The steel in the voice was harsh; it surprised him, for her eyes were still soft, softer than anything else here. The reproof gave him pause. “But you said it was the future…”
“For him, anyway,” she said. “But then this isn’t your reading. It’s his.”
He was infuriated. “You mean this isn’t about
me?”
“
Everything’s
about you, you idiot,” she said, sounding impatient. “Don’t waste my time here. I’m going far enough out on this limb, crossing genres for your sake. The Great Beyond forbid my sister should ever catch
me
with a brush in my hand.” Her look went briefly cockeyed.
“How many sisters have you got?” he said, slightly annoyed by the sudden irrelevancy.
“Eight,” he said. “Or sometimes nine or ten, depending on which poet you believe. It hardly matters; my father likes big families. Now shut up and turn the next card. The best resolution for you. Start a new line to the right: put it at the bottom…”
He reached out to the card and had to pause as he touched it.

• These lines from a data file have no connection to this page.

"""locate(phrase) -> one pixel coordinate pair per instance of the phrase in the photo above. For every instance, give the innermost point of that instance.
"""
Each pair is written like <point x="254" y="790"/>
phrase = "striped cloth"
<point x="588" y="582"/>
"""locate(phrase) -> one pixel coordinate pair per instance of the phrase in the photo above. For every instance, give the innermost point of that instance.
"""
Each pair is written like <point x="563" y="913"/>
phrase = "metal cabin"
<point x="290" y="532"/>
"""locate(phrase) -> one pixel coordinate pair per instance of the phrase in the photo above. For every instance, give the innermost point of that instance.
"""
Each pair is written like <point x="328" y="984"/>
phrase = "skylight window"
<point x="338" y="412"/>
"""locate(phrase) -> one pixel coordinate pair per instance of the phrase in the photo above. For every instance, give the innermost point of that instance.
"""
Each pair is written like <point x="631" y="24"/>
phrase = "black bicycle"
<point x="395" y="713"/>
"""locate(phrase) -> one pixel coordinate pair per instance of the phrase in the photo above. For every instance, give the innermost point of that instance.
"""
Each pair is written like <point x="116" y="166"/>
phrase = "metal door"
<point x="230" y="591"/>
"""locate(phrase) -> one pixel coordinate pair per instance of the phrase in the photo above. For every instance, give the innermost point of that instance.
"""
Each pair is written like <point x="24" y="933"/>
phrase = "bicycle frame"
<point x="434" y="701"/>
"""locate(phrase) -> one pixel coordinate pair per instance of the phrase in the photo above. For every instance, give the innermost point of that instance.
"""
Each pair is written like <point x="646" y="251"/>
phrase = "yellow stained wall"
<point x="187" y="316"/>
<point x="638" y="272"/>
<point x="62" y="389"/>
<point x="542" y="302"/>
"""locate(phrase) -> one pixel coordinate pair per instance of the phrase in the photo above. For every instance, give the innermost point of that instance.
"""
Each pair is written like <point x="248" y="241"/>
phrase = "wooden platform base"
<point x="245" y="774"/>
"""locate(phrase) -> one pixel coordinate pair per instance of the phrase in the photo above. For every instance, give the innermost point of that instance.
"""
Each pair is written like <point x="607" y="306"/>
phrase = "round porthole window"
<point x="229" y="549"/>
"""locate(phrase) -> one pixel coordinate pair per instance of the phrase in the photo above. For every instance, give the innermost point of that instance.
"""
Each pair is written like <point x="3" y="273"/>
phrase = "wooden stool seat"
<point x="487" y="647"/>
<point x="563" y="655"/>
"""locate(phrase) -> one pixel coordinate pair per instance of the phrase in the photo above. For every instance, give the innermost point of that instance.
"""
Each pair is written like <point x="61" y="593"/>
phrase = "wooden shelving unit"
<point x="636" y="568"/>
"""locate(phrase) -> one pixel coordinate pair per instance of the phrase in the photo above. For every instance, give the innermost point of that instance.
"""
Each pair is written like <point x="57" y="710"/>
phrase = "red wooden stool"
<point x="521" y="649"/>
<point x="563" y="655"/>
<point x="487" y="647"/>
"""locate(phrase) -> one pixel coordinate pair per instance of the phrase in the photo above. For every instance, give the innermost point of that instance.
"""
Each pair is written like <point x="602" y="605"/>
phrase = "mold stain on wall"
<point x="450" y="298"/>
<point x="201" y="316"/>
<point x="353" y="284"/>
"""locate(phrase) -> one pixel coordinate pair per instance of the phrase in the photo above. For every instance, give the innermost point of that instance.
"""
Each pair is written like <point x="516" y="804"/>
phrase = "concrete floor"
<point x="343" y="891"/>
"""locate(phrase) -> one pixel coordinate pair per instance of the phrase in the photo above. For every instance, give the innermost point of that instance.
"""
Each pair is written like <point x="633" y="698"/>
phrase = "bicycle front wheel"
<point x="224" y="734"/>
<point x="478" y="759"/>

He could swear he was beginning to hear voices. There were not the chilly voices of this place, resonating off hard wood and gloss paint and polished metal. They had depth, and roots in some other place, another time where things were rough and unfinished, and the universe contained more ingredients than it strictly needed to for the composition at hand. There was a terrible tang of hope to the sound of those voices, a reminder of what life had been like once upon a time before the artist’s eye and brush had started making a prisoner of him. He turned the card, and as he did so and the light and color roiled under the surface of the glass, the voices shouted briefly into his heart,
Save him, save him now, save all of us!
Save
him? he thought, as the image steadied. A railway car, the chair car, in which a soft green light illuminated everything—the windows blind, bland, unrevealing panes of light, and people in seats facing every direction, going away all in company, though still going away alone…
“Escape,” he breathed.
The dark lady’s mouth quirked. “Say the word softly,” she said. “It’s a dangerous one for use by an artist, or for art…. Next card: the best it gets for others. Hurry. It’s dangerous to be this close to the surface; where you can hear his other voices, he can more clearly hear you…”
He stifled the urge to throw a look over his shoulder at the Hunched Man. If he moved— Hurriedly he picked up the next card.
The voices were louder still in his ear, a crowd-cry, a dim ballpark roar of desperation and hope.
Save him!
Smoke-shot light boiled in the brittle warm bit of glass, steadied down to the image. A green house, a lone man mowing his lawn: alone, yes, but not strictly lonely—the curtains of the house’s windows stirred in that light, eyes perhaps closed but not empty. Stillness, peace, a settled quiet if not a permanent one; sunny weather if only for a while—
“That’s as good as it gets for him?” he said, tempted to be scornful. Yet what had
he
ever had, even back in the real life where he walked the world, that had been as good? Could it have been that the bleakness in his
own
eye had been what had attracted the painter’s attention—
He pushed that thought violently away, reached out hastily for the next card. It fought him, wouldn’t come up from the deck. “His secret hopes,” the dark lady said, giving him that under-the-brow look again.